Hello folks! I'm going to do another series of blogs this time on gradient boosting. This series will be on-going with no definite time line. I expect it will only take 1 maybe 2 posts to cover the basics of gradient boosting. After that I want to spend some time exploring possible ways to improve it. I may find none, we'll see when we get there. Allow me to catch you up from last week and explain some of my motivation in doing series.

Last time i wrote I had finished 1 kaggle contest and was moving back to another I had previously started. That contest is now over, having ended some 4 hours ago. If you go and look at the leader board you'll actually see I fell some 300 spots after results got posted. It seems I forgot to move my selected submission to the more recent submission I made *grin*. Well, it didn't matter much anyways. I didn't get much of a chance to work on the contest this week and while the gradient boosting version of my code worked much better, nothing was better than my initial submission with it. And that submission is still a seriously far cry from the top of the leader board.

The time I did spend on my code for the contest was spent half trying to improve my code and half trying to find optimal values for the contest.
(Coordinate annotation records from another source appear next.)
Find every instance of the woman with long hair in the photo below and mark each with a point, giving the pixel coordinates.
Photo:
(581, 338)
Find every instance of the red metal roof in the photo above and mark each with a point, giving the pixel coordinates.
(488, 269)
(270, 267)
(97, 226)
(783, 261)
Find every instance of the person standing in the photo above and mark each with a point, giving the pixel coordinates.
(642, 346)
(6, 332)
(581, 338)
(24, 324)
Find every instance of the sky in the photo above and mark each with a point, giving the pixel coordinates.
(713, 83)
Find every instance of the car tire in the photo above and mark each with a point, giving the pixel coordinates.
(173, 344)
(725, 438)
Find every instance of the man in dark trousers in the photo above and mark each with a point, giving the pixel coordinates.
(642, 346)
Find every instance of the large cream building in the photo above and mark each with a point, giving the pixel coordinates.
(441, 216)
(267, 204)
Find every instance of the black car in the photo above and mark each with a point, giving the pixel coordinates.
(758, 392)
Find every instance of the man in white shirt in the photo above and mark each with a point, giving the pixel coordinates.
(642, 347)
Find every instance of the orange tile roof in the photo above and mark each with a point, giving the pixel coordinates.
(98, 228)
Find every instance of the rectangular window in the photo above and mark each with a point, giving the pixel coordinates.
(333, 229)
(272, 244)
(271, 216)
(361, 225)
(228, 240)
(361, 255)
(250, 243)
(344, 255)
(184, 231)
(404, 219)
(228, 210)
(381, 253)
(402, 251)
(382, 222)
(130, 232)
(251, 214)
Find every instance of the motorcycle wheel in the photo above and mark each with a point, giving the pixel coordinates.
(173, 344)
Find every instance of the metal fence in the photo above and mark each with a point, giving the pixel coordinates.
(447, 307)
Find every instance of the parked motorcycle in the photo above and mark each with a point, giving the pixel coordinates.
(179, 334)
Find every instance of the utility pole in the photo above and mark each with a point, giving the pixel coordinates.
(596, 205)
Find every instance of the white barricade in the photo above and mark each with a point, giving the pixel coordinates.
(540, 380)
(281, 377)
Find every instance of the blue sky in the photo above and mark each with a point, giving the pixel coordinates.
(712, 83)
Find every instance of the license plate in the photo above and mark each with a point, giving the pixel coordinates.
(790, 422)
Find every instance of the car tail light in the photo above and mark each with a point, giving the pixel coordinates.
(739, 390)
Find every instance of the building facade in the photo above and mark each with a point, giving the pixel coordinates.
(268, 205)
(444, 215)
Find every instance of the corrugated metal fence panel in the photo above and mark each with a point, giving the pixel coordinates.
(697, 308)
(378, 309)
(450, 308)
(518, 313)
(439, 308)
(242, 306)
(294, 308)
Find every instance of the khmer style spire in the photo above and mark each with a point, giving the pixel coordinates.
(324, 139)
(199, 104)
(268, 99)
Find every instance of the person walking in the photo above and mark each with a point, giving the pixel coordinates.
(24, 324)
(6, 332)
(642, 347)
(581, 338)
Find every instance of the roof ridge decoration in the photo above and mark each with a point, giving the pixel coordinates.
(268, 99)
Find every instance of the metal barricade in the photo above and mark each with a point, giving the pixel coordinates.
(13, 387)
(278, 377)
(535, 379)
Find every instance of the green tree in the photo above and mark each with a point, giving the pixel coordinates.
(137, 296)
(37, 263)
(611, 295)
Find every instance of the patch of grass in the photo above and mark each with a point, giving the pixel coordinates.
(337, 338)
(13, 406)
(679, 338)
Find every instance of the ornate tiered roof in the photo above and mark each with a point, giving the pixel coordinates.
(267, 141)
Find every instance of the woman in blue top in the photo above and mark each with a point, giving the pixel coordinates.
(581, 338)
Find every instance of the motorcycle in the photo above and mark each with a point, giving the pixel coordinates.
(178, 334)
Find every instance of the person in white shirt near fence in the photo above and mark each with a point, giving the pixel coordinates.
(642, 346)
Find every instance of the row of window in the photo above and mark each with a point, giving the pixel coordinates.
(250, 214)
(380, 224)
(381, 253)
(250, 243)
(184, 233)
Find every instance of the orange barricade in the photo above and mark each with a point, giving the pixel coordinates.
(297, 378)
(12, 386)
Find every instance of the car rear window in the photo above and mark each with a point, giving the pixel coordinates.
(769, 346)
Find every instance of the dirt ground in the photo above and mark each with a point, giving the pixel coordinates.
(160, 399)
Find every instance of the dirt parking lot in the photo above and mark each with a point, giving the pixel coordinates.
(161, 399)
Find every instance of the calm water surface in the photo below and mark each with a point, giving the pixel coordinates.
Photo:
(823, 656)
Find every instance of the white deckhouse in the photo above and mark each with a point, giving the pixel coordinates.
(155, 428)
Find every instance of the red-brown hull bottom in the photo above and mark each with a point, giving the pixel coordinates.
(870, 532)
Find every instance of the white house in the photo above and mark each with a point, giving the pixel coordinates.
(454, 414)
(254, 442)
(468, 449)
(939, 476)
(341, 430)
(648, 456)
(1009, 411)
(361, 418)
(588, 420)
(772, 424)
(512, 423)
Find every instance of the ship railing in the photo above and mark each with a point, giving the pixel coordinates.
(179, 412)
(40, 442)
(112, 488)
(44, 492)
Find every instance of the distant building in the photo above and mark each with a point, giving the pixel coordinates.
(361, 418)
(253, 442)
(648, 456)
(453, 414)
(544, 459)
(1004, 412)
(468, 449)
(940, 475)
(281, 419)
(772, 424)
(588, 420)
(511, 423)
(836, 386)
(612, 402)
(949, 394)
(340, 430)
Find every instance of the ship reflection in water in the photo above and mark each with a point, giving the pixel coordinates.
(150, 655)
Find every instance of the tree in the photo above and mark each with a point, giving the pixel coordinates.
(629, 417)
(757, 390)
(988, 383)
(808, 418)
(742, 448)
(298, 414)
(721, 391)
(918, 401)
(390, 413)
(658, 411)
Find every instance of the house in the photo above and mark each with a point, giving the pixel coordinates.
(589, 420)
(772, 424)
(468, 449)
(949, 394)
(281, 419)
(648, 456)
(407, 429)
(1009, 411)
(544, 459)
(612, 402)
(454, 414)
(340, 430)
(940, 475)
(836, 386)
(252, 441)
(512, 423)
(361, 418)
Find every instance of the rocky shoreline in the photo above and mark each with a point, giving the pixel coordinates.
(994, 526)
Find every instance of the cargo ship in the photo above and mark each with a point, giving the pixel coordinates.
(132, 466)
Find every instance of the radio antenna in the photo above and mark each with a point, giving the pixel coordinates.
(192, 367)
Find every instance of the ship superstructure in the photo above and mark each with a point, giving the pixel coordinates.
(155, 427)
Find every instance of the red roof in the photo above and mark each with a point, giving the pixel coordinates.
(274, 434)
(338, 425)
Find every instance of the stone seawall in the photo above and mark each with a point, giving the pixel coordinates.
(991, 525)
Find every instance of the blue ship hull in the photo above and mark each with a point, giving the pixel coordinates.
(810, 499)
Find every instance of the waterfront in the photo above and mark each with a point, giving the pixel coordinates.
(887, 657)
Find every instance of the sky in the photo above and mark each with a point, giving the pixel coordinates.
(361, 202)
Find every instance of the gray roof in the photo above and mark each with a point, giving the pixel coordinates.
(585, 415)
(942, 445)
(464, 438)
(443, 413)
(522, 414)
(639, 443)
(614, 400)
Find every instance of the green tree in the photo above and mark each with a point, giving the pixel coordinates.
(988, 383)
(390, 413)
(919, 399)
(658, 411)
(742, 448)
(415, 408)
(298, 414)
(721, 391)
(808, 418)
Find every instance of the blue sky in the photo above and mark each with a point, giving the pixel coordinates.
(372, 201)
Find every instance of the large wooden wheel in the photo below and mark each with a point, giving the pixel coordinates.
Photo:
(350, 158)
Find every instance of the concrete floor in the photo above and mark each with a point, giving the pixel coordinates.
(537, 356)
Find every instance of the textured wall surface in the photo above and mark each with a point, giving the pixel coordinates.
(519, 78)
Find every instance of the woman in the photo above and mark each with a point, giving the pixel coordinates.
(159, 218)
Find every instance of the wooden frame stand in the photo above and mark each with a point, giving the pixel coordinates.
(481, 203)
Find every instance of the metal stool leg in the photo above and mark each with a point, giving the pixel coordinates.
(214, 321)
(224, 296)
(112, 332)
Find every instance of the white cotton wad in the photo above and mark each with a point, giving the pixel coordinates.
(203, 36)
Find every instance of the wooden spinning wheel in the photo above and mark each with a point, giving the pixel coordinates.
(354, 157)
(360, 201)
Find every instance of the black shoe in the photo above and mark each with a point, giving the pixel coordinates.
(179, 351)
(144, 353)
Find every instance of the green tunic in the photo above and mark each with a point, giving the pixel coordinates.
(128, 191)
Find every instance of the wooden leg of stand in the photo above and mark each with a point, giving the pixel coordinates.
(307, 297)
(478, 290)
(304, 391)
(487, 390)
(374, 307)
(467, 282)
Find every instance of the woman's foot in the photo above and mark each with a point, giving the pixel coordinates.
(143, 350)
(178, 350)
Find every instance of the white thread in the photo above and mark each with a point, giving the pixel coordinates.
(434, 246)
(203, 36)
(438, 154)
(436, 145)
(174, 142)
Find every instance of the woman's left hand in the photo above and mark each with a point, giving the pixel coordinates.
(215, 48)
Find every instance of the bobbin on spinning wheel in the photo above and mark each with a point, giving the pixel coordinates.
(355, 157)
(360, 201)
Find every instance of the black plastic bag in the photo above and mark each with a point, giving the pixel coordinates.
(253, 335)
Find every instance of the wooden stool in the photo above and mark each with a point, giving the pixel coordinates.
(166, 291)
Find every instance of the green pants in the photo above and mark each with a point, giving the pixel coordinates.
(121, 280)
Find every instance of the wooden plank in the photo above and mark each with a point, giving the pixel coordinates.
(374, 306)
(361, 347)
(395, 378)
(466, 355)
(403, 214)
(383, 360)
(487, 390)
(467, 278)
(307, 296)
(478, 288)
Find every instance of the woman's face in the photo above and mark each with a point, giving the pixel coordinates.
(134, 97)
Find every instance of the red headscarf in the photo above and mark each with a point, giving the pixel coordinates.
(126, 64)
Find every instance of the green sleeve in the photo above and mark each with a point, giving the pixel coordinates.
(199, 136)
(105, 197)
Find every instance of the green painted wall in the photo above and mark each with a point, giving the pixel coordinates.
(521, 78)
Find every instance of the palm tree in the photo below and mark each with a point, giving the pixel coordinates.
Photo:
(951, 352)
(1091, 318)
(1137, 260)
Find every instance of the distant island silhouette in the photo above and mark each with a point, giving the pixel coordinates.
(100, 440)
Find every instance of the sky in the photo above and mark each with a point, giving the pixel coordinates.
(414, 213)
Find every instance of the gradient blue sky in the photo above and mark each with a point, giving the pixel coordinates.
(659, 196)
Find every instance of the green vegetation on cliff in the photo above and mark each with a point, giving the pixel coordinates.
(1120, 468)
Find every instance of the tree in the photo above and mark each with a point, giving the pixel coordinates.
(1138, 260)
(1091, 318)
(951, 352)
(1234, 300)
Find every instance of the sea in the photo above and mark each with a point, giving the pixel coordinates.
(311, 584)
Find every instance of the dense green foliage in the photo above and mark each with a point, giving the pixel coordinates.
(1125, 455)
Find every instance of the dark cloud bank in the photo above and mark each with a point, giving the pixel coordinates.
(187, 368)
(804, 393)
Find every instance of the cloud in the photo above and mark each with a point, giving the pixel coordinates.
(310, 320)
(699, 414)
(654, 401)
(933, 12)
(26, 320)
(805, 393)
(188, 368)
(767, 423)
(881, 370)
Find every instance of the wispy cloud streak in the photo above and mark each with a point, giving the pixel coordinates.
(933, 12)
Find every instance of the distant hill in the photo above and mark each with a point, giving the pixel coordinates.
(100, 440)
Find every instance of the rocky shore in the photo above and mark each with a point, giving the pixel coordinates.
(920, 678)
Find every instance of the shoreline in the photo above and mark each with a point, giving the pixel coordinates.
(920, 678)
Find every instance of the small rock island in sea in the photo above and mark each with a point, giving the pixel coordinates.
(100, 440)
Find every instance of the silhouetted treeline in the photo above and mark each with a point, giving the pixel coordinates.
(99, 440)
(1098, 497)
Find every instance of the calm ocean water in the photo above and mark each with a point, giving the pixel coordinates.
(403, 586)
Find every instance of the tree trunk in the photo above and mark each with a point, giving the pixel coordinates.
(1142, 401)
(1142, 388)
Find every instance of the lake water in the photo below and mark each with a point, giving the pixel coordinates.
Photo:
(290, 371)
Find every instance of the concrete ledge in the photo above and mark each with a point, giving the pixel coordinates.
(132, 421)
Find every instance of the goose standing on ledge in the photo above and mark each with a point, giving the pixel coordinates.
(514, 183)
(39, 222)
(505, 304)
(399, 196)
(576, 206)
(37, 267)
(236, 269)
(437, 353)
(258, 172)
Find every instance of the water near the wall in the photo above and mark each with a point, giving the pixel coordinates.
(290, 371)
Neither of which was much of a success. The time I spent away from the computer just thinking about boosting in general has led me back here. I find that the way that Gradient boosting has been explained to me over and over again was possibly part of the reason I was complacent about getting it working. I want to present it in another way that perhaps is new to some people, maybe most people. A change of perspective if you will. I'll get on about that when I do my first post in the series.

I'm hoping this all leads to something better. I'm optimistic, but with all things there is a functional best version. You don't see people really improving hash sort or bucket sort. And quicksort is really about as good as it gets for a comparison sort. Compression only goes so far too. I remember back in the 80s and 90s when there always seemed to be a new compression algorithm for better space savings. At some point that stopped. At least when it comes to lossless compression. (I'm still waiting on someone to figure out lossless fractal compression). It seems possible but unlikely GBM is the end of the road for general data mining.